The plant is very similar to kale (col crespa in Spanish), but kale has smaller and crinklier leaves, with tougher stems and veins.

Cultivars

Collard dishes

The plant is commercially cultivated for its thick, slightly bitter edible leaves. They are available year-round, but many people believe that they are tastier and more nutritious in the cold months, after the first frosts. For best flavor and texture, the leaves should be picked before they reach their maximum size. Flavor and texture also depend on the cultivar; the couve-manteiga and couve tronchuda are especially appreciated in Brazil and Portugal.

Only firm, dark green leaves are fit for consumption; any wilted or yellowish leaves must be discarded. Fresh collard leaves can be stored up to 10 days if refrigerated to just above freezing (1 °C) at high humidity (>95%). In domestic refrigerators, fresh collard can be stored for about three days. Once cooked, it can be frozen and stored indefinitely.

Collard leaves have little food value and are poorly digestible when raw. They are usually consumed cooked, as meal fillers and as a source of dietary fiber, especially as a balance to fish and meat dishes.
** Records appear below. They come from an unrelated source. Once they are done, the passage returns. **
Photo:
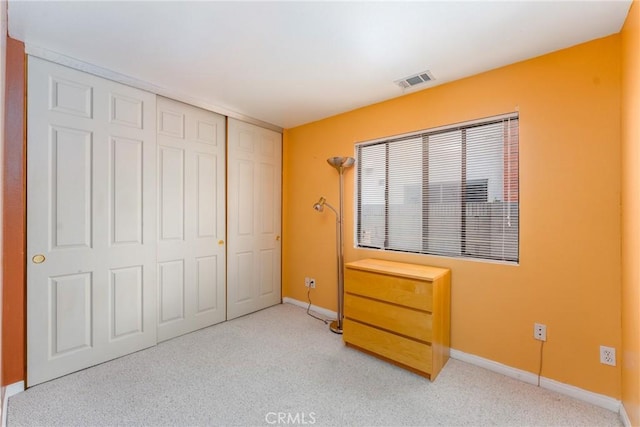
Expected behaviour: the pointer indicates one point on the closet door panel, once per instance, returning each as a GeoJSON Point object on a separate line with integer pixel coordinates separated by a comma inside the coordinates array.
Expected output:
{"type": "Point", "coordinates": [191, 233]}
{"type": "Point", "coordinates": [91, 200]}
{"type": "Point", "coordinates": [254, 218]}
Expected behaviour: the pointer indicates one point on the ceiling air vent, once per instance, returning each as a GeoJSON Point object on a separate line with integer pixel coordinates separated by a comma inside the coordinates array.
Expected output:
{"type": "Point", "coordinates": [416, 79]}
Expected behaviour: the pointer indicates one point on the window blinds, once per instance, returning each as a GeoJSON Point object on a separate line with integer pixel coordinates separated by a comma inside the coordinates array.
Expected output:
{"type": "Point", "coordinates": [449, 191]}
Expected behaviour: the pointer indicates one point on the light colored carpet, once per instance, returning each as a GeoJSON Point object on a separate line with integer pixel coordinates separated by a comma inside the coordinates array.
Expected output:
{"type": "Point", "coordinates": [279, 360]}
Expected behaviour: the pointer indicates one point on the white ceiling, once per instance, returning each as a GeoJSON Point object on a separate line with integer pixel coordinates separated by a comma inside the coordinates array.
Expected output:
{"type": "Point", "coordinates": [290, 63]}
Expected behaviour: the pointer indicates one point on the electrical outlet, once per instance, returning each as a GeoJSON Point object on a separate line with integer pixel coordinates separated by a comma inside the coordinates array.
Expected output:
{"type": "Point", "coordinates": [540, 331]}
{"type": "Point", "coordinates": [607, 355]}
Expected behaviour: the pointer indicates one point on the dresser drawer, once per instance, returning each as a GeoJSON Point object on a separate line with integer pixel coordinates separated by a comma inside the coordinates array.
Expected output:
{"type": "Point", "coordinates": [398, 290]}
{"type": "Point", "coordinates": [402, 350]}
{"type": "Point", "coordinates": [404, 321]}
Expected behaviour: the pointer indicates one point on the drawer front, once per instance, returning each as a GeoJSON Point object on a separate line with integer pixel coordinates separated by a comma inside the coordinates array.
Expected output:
{"type": "Point", "coordinates": [402, 350]}
{"type": "Point", "coordinates": [405, 321]}
{"type": "Point", "coordinates": [398, 290]}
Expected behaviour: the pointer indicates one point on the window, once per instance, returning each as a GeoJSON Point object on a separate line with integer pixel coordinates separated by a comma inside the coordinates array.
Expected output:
{"type": "Point", "coordinates": [449, 191]}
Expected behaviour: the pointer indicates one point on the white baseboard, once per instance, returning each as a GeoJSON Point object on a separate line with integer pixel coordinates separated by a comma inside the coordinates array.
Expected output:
{"type": "Point", "coordinates": [10, 390]}
{"type": "Point", "coordinates": [531, 378]}
{"type": "Point", "coordinates": [327, 313]}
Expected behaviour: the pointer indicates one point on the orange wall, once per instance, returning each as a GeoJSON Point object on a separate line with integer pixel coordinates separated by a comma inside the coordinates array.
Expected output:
{"type": "Point", "coordinates": [14, 217]}
{"type": "Point", "coordinates": [631, 214]}
{"type": "Point", "coordinates": [569, 273]}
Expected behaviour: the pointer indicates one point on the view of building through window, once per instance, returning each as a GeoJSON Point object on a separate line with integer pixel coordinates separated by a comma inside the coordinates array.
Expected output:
{"type": "Point", "coordinates": [451, 192]}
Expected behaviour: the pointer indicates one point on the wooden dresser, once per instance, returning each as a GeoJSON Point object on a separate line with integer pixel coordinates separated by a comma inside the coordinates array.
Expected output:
{"type": "Point", "coordinates": [399, 312]}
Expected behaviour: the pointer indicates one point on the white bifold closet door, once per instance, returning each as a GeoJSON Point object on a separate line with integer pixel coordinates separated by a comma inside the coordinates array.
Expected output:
{"type": "Point", "coordinates": [91, 221]}
{"type": "Point", "coordinates": [254, 218]}
{"type": "Point", "coordinates": [191, 218]}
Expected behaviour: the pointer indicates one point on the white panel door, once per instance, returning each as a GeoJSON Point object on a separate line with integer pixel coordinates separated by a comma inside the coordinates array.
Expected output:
{"type": "Point", "coordinates": [254, 218]}
{"type": "Point", "coordinates": [91, 200]}
{"type": "Point", "coordinates": [191, 218]}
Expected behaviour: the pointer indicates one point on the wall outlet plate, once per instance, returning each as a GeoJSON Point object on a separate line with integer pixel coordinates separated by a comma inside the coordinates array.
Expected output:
{"type": "Point", "coordinates": [607, 355]}
{"type": "Point", "coordinates": [540, 331]}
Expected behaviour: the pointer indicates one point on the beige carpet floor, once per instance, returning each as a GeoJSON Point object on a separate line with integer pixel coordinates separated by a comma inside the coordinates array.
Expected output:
{"type": "Point", "coordinates": [282, 367]}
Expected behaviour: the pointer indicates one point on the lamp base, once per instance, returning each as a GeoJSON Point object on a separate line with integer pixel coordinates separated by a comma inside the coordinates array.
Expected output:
{"type": "Point", "coordinates": [335, 328]}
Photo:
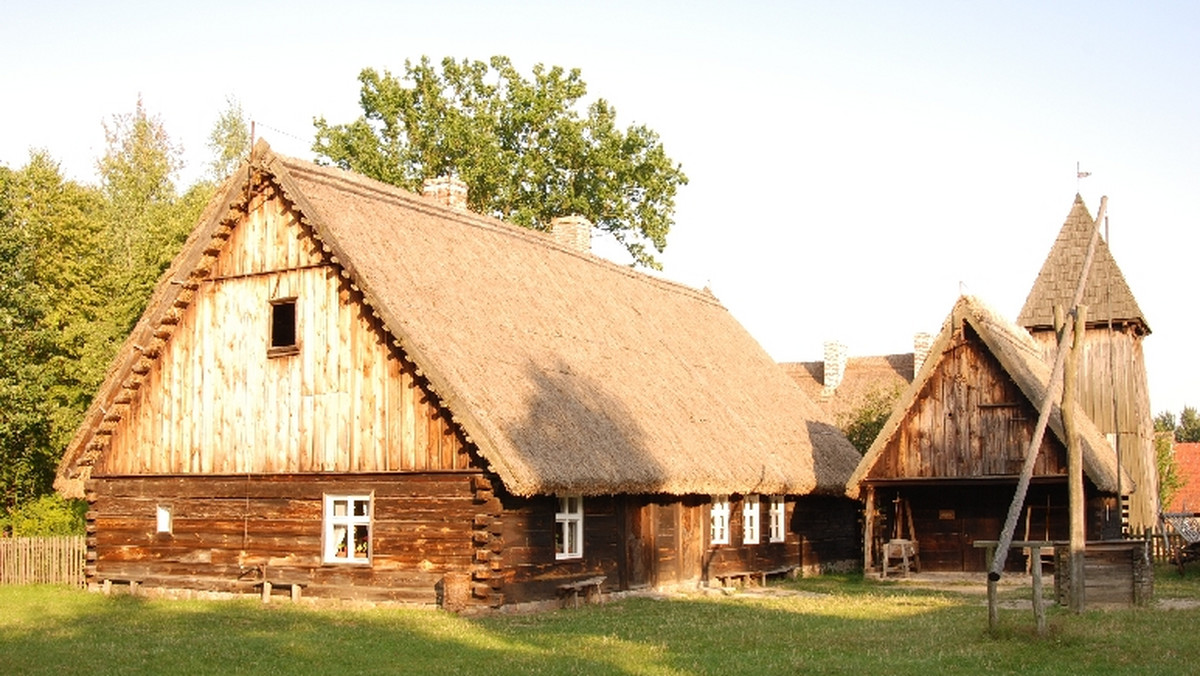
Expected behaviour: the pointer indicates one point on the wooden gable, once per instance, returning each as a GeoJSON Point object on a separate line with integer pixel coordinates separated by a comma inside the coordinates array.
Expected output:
{"type": "Point", "coordinates": [216, 402]}
{"type": "Point", "coordinates": [969, 420]}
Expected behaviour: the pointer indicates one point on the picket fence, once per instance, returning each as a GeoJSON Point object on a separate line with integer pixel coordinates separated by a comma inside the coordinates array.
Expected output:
{"type": "Point", "coordinates": [43, 561]}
They are also rich in vitamins A, C (which however is destroyed by cooking), B1, and B2. Each 100 g of leaves provides 46 calories (190 kilojoules) of food energy and contains 4 g of protein, 0.5 grams of fat, 7 g of carbohydrates.

Collard greens in US cuisine

Collard greens are a basic "soul food" of the Southern United States cuisine. They may actually be prepared with other similar green leaf vegetables, such as kale, turnip greens, spinach, and mustard leaves in "mixed greens". They are generally a "winter" dish in the South, as the plants tend to run to seed during warmer weather. Traditionally, collards are eaten on New Year's Day (along with black-eyed peas and hog jowls) to insure wealth in the coming year, as the leaves resemble folding money.

Collard greens in Brazil and Portugal

In Brazil and Portugal, collard greens are common accompaniments of fish and meat dishes. In Brazil, they are a standard side dish for feijoada (a popular pork-and-beans stew). The leaves are sliced into strips, 1 to 3 mm wide (sometimes by the grocer or market vendor, with a special hand-cranked slicer) and sautéed with oil or butter, flavored with garlic, onion, and salt.

Thinly sliced collard greens are also the main ingredient of a popular soup, caldo verde ("green broth").

The juice pressed from fresh leaves and leaf stalks, taken regularly, is popularly believed to be a remedy for gout, bronchitis, and blood circulation problems.